With her heart pounding thickly in her ears, Ellen tried not to leap to any conclusion. There was no telling if he had actually used the gun, or had merely found it somewhere, or was about to drop it into the water. Those were just some of the possibilities. Maybe there was no link between the gun he was holding and the two bodies in the bed.

She couldn’t know, based on this one glimpse. And she could barely suppress the horror, the raging protest, at the possibility that he was about to turn the gun on himself.

Her own glass, glass number 12, told her nothing. She had always been blocked to herself, no visions, just the hopes and terrors evoked by what she saw in others.

She regarded her children as they were now – Susan chatting with Mallory, Aimee dangling her legs in the pool, Paul putting up with some one-sided conversation from Julie, the criminal defense attorney. And she refilled her glass with alcoholic punch, and managed some small talk here and there, in a flimsy imitation of normal.

Towards the end of the party, she retreated to the kitchen, where she leaned over the sink staring at some of the glasses and plates she had collected from the patio table. The sound of footsteps startled her into turning around.
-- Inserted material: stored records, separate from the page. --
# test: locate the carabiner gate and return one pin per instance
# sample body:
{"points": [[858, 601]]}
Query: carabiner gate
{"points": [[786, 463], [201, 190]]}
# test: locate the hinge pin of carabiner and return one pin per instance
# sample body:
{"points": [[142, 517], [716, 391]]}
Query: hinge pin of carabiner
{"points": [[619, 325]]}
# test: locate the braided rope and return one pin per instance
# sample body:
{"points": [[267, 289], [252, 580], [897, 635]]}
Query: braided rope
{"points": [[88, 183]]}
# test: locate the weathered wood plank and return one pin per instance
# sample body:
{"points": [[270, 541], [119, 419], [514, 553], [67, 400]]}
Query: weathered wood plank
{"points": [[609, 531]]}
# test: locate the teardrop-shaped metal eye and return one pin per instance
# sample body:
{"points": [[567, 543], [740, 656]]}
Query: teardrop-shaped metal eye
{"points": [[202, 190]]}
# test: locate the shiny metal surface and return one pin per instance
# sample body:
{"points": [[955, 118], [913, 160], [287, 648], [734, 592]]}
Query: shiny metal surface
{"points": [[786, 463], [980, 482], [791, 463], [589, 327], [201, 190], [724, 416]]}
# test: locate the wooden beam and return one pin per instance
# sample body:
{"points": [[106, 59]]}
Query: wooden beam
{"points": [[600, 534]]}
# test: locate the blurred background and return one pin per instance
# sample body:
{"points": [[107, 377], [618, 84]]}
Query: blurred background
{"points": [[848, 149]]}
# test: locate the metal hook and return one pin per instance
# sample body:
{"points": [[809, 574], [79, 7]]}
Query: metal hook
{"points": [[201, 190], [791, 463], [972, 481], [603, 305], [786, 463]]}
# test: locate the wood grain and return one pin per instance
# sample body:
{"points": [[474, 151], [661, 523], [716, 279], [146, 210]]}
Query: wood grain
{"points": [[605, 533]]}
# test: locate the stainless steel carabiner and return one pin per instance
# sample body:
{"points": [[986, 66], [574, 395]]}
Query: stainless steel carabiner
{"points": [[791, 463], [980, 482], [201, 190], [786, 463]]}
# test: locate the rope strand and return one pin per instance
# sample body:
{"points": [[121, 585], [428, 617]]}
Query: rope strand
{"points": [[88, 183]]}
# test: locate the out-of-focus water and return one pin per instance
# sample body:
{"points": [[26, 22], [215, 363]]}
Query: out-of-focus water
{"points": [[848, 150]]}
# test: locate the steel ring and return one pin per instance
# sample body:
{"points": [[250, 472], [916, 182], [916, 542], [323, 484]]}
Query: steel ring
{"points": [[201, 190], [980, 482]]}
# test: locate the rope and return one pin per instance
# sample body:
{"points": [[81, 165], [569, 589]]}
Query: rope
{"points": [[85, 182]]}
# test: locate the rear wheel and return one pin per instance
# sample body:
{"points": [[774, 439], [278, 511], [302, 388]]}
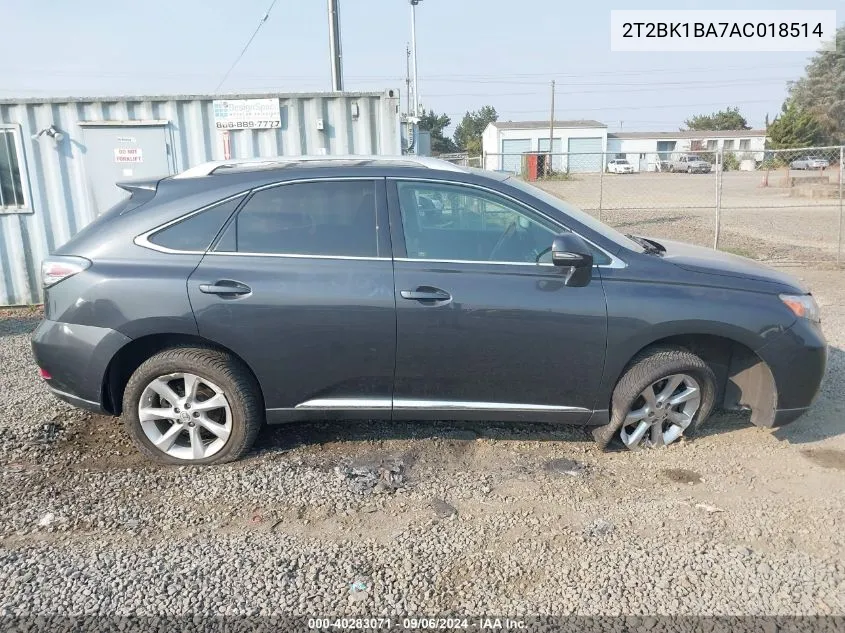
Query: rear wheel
{"points": [[192, 406], [664, 394]]}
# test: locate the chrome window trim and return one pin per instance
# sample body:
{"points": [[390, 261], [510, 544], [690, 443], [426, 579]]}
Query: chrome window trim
{"points": [[411, 404], [299, 256], [615, 262], [143, 239]]}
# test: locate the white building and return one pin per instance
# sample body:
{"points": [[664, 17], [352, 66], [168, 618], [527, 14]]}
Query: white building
{"points": [[504, 143], [644, 150], [579, 145]]}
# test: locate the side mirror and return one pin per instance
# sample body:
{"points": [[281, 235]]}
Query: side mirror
{"points": [[570, 250]]}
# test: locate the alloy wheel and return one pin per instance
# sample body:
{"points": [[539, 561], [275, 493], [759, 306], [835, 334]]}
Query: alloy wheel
{"points": [[185, 416], [662, 412]]}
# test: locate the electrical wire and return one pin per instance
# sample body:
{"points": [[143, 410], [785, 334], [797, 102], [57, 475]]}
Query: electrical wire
{"points": [[252, 37]]}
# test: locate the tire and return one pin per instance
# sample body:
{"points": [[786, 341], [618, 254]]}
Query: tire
{"points": [[225, 433], [648, 370]]}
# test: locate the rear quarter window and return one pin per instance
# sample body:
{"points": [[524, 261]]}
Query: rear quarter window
{"points": [[197, 231]]}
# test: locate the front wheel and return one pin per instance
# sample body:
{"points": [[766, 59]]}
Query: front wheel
{"points": [[664, 394], [192, 406]]}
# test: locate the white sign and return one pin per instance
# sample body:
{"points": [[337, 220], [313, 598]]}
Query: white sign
{"points": [[128, 155], [722, 30], [238, 114]]}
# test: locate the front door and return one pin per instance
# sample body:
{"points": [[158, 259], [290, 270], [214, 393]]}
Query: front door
{"points": [[300, 286], [123, 152], [483, 330]]}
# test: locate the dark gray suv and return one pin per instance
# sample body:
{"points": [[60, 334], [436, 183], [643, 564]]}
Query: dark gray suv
{"points": [[245, 292]]}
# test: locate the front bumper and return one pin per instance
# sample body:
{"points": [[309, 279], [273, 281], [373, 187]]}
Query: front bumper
{"points": [[76, 357], [797, 360]]}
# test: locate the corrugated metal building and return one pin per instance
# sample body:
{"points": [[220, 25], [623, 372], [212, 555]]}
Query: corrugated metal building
{"points": [[60, 158]]}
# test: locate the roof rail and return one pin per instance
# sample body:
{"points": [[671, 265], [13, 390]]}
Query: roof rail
{"points": [[207, 169]]}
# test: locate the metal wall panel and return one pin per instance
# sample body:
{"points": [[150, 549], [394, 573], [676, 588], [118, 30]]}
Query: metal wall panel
{"points": [[59, 189]]}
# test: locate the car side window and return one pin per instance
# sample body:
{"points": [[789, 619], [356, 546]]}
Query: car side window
{"points": [[328, 218], [196, 232], [452, 222]]}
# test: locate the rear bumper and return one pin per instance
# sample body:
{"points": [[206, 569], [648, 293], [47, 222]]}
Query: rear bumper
{"points": [[76, 357], [76, 401]]}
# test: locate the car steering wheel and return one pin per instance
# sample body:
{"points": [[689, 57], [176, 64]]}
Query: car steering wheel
{"points": [[502, 239]]}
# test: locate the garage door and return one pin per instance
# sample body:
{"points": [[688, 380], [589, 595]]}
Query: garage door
{"points": [[512, 150], [585, 154], [557, 152]]}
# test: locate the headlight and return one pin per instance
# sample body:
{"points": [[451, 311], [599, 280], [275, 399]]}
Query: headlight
{"points": [[803, 306]]}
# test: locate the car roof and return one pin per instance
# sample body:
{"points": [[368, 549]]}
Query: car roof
{"points": [[262, 171], [288, 162]]}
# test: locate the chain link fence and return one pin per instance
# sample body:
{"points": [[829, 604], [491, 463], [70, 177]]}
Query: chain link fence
{"points": [[778, 205]]}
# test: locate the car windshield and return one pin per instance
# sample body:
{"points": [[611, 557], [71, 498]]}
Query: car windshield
{"points": [[584, 218]]}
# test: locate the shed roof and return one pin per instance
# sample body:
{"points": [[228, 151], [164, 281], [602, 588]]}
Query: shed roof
{"points": [[544, 125], [693, 134], [190, 97]]}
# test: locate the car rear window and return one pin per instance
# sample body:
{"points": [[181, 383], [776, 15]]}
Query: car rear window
{"points": [[196, 232]]}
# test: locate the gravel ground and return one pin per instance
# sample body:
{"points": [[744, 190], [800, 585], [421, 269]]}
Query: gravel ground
{"points": [[382, 519], [765, 223]]}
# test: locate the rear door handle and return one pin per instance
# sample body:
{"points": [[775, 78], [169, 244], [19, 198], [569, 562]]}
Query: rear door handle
{"points": [[225, 287], [433, 294]]}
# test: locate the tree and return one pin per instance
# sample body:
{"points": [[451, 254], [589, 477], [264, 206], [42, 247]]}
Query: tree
{"points": [[436, 123], [794, 127], [821, 92], [727, 119], [469, 130]]}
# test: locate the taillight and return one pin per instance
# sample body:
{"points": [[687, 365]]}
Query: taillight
{"points": [[59, 268]]}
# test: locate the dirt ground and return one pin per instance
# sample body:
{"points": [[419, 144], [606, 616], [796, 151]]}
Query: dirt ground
{"points": [[763, 222], [740, 520]]}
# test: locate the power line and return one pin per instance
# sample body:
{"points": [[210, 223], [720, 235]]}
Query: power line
{"points": [[252, 37]]}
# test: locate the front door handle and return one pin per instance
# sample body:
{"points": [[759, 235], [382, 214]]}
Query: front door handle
{"points": [[225, 287], [426, 294]]}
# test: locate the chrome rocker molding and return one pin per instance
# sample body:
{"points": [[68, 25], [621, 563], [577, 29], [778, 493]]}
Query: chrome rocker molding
{"points": [[402, 403]]}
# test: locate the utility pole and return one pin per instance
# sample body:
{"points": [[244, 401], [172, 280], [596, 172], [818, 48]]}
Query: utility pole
{"points": [[414, 4], [551, 132], [408, 78], [334, 46]]}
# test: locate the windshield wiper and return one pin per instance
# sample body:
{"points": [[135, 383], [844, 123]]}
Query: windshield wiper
{"points": [[648, 245]]}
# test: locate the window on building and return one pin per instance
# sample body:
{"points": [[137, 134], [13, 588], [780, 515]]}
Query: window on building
{"points": [[11, 177], [196, 232], [328, 218]]}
It was only Claire, looking tentative and friendly. “Is everything OK, Ellen? I just thought you might need some help.”

Ellen pushed herself away from the sink and shook her head.

“Is something wrong?” Claire tried again.

For a short while, Ellen remained quiet. The only thing she could think to finally say was her husband’s name: “Andy.”

It hung there, as both a question and an explanation, and Claire’s face scrunched up in sympathy.

“I’m sure it’s nothing,” Claire said.

“What’s nothing?”

“Oh, you know.” Claire suddenly looked terrified. “Andy and… Marie at the restaurant. You probably know already. It was just lunch. They were just getting lunch.”

Ellen’s heart tumbled over, before rabbiting away. “Of course,” she heard herself say. “Yes, lunch. Remind me – which restaurant was it again?”

Claire, through some stops and starts, explained how she and her husband had decided to try a new Italian place the next town over. They happened to see Andy and Marie there, but Andy and Marie hadn’t seen them. It was a large restaurant, after all, with different alcoves.

As Claire burbled on, Ellen thought, It has begun. As for how it would end, she wondered if she had it in her to pull a trigger more than once. If not her, who? She would keep touching glasses. She would keep seeing too much or not enough.